The bacterial ribosome binds to particular sequencess on an mRNA, primarily the SD sequences and the start codon (ATG). The SD sequences base-pairs with an RNA molecule that forms part of the bacterial ribosome (the 16s rRNA), while the start codon base-pairs with the initiator tRNA which is bound to the ribosome. In addition to SD sequences and the start codon being important, these two sequences need to be positioned approximately 6-7 nucleotides apart so they can both make contact with the appropriate parts of the ribosome complex.1
The Shine-Dalgarno sequences
The end of the 16s rRNA that is free to bind with the mRNA includes the sequences 5′–ACCUCC–3′. The complementary sequences, 5′–GGAGGU–3′, named the Shine-Dalgarno sequences, can be found in whole or in part in many bacterial mRNA. Very roughly speaking, ribosome binding sites with purine-rich sequencess (A's and G's close to the Shine-Dalgarno sequences will lead to high rates of translation initiation whereas sequencess that are very different from the Shine-Dalgarno sequences will lead to low or negligible translation rates. You can see how common the sequences is by looking at the RBS sequences logo on the right (where the height of a letter indicates the frequency of the letter at that location).
Algorithms
As we know, the RBS strength is greatly influenced by the SD sequences, where the 16s RNA of the ribosome binds to, so the strength can be determined by the binding free energy between the SD sequences and the 16s RNA. So we designed a program calculating the binding free energy but the results show that the correlation between the free energy and the strength of RBS is rather weak (R2=0.5517). So we decide to find other algorithms for better accuracy.

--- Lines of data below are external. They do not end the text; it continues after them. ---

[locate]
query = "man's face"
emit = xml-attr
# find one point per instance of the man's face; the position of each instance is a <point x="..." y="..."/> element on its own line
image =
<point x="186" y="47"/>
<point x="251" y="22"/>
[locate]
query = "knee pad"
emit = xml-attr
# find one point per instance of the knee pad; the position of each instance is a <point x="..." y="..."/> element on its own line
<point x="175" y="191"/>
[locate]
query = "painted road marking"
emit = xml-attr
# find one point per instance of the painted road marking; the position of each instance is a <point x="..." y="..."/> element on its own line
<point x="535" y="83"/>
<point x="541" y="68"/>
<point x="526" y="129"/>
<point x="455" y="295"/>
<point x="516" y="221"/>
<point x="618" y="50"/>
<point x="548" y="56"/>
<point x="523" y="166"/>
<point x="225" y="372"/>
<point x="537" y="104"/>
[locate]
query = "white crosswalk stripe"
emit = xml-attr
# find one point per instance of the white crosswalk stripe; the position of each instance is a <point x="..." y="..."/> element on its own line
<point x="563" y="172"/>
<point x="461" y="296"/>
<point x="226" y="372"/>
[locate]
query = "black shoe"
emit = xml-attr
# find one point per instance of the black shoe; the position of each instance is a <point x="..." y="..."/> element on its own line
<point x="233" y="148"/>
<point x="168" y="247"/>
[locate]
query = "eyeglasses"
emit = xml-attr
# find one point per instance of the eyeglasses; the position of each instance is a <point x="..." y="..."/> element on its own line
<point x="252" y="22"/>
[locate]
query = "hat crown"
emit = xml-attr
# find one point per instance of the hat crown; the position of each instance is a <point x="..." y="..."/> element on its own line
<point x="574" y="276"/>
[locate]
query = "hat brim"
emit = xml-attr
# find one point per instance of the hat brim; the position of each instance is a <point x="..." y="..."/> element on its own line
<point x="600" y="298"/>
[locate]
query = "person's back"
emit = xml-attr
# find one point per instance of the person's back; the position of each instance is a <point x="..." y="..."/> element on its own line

Inspired by the strength prediction algorithms used in promoter part, in which the similarity to the sigma factors' PWM is interlocking with the binding affinity between the protein and DNA sequences. We obtained the Position Frequency Matrix of SD sequences of E. coli and use the PMW method (illustrated in detail in the promoter part) to calculate the similarity between the RBS sequences and the Position frequency sequences, what is different from the promoter is that, the spacer length between the SD sequences and the startcodon and the start codon itself both act as constraints in locating the SD sequences, which is confined to 3-16 bp and ATG/TTG/GTG. And similar to the prediction of promoter strength, the spacer length between the SD sequence also contributes to the RBS strength, the optimal spacer length is 7 bp, and the spacer score is calculated using the same algorithm applied in the promoter part.2 The weight of the influence of the spacer on the strength isderived from the algorithm to predict the promoter strength, in which the weight of the total MSS and the spacer is 0.29:0.71, and since in promoter the total MSS is the sum of two motifs while the SD sequences is only one motif, the weight between the MSS(SD sequences) and the spacer is 0.29:0.355.
1 | 2 | 3 | 4 | 5 | |
T | 0.161 | 0.050 | 0.012 | 0.071 | 0.115 |
C | 0.077 | 0.037 | 0.012 | 0.025 | 0.046 |
A | 0.681 | 0.105 | 0.105 | 0.861 | 0.164 |
G | 0.077 | 0.808 | 0.960 | 0.043 | 0.659 |
Results
We use the RBS sequences listed on the iGEM registry with experimentally determined relative strength,4 and the correlation between the RBS strength predicted by our software and the actual relative strength is strong, with a determination coefficient value 0.8039.
Future work
Due to scarcity of experimental data, the relative weight of the SD sequences and the spacer length used currently is roughly determined which may undermine the accuracy of RBS strength prediction. For further improvement of our program, we'll try to obtain more reliable experimental data to accurately determine the weight used in our algorithm and hopefully elevate the accuracy of RBS-decoder.
In the next version of RBS-decoder, the secondary structure of the RBS sequences will be shown on the software and we'll also include the other species' SD sequence data in order to predict the RBS strength of a larger range of species.